Thai court to decide on case seeking Pita’s disqualification | Politics News

DEVELOPING STORY,

Move comes a day before the parliament votes on Pita Limjaroenrat’s bid to become the next prime minister of Thailand.

Thailand’s election commission has asked the country’s Constitutional Court to rule on whether the leader of the progressive party that won the most seats in a recent vote should be disqualified from parliament, according to media reports.

The referral of the case against Pita Limjaroenrat, who heads the Move Forward Party, came on Wednesday, a day before the bicameral parliament is scheduled to vote on the 42-year-old businessman’s bid to become the next prime minister of Thailand.

Pita has the backing of eight parties in an alliance seeking to form a new government.

But he has faced a number of challenges, and last month the election commission set up a special committee to investigate whether he was qualified to run for office.

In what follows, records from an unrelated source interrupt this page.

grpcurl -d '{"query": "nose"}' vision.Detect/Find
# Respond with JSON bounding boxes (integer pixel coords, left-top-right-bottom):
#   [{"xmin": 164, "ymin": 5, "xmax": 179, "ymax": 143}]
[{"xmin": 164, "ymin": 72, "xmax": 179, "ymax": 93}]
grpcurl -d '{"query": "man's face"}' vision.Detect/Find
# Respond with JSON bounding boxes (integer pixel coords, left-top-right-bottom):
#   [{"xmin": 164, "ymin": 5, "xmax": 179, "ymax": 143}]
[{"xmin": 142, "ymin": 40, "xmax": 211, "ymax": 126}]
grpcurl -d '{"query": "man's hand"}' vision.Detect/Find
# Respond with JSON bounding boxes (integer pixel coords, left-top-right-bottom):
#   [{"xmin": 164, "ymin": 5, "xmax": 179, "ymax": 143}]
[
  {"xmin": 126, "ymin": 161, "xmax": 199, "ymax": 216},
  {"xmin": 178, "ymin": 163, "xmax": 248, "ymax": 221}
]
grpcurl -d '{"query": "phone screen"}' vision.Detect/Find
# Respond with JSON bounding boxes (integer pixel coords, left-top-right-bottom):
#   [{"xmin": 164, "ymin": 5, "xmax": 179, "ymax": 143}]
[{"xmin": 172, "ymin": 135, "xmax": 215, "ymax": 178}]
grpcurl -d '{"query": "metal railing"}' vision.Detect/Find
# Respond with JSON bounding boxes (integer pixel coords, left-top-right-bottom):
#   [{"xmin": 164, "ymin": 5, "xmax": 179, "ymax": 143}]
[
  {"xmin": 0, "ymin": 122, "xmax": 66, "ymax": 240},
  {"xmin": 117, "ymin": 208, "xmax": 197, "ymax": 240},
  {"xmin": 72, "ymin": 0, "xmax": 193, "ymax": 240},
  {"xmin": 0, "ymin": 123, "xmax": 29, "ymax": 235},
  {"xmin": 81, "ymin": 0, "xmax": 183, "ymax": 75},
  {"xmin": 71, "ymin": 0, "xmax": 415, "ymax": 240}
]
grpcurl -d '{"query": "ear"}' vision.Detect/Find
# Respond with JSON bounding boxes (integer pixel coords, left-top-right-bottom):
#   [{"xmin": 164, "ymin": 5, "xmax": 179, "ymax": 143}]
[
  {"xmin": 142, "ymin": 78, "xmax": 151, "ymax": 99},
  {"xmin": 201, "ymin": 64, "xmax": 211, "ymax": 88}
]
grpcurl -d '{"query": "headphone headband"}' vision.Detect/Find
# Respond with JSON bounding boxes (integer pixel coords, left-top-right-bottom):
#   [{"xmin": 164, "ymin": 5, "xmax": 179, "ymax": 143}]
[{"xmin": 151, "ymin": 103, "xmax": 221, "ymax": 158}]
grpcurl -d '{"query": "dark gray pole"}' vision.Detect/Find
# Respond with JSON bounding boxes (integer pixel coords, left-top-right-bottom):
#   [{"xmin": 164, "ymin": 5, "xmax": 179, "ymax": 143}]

“The Election Commission has considered the issue… and perceives that the status of Pita Limcharoenrat is considered to be voided, according to the Thai Constitution”, the poll body said in a statement, adding that it had concluded its probe.

It confirmed they will submit their findings to the Constitutional Court for “further consideration”.

The commission has been looking into whether Pita was knowingly unfit to register as a parliamentary candidate because of his ownership of shares in a media firm, which is prohibited under election rules.

Pita has downplayed the issue, arguing the shares in the firm, iTV, have since been transferred and the company was not an active media organisation. He faces disqualification, up to 10 years in jail and a 20-year ban from politics if found to have broken the rules.

It is unclear when the Constitutional Court may rule on the case, although it was due to meet Wednesday.

Under Thailand’s rules, even if Pita is suspended as an member of parliament, he is still eligible to run for prime minister.

Move Forward, in a statement, accused the election commission of rushing its referral of the case and said Pita should have been given a chance to respond and refute the allegations.

Future Forward, Move Forward’s predecessor party, was also hit with a similar legal case in 2019, when the Constitutional Court disqualified billionaire leader Thanathorn Juangroongruangkit as a member of parliament.

The decision pushed tens of thousands of young demonstrators into the streets.

Move Forward and another opposition party, Pheu Thai, trounced rivals allied with the military in the May 14 election, in what was widely seen as an overwhelming rejection of nine years of government led or backed by the country’s generals.

The party’s anti-establishment agenda – which includes reducing the military’s political role, undoing monopolies and reviewing a controversial law against insulting the monarchy – clashes with the interests of the royalist army and old-money business elite that has influenced politics for decades in Southeast Asia’s second-biggest economy.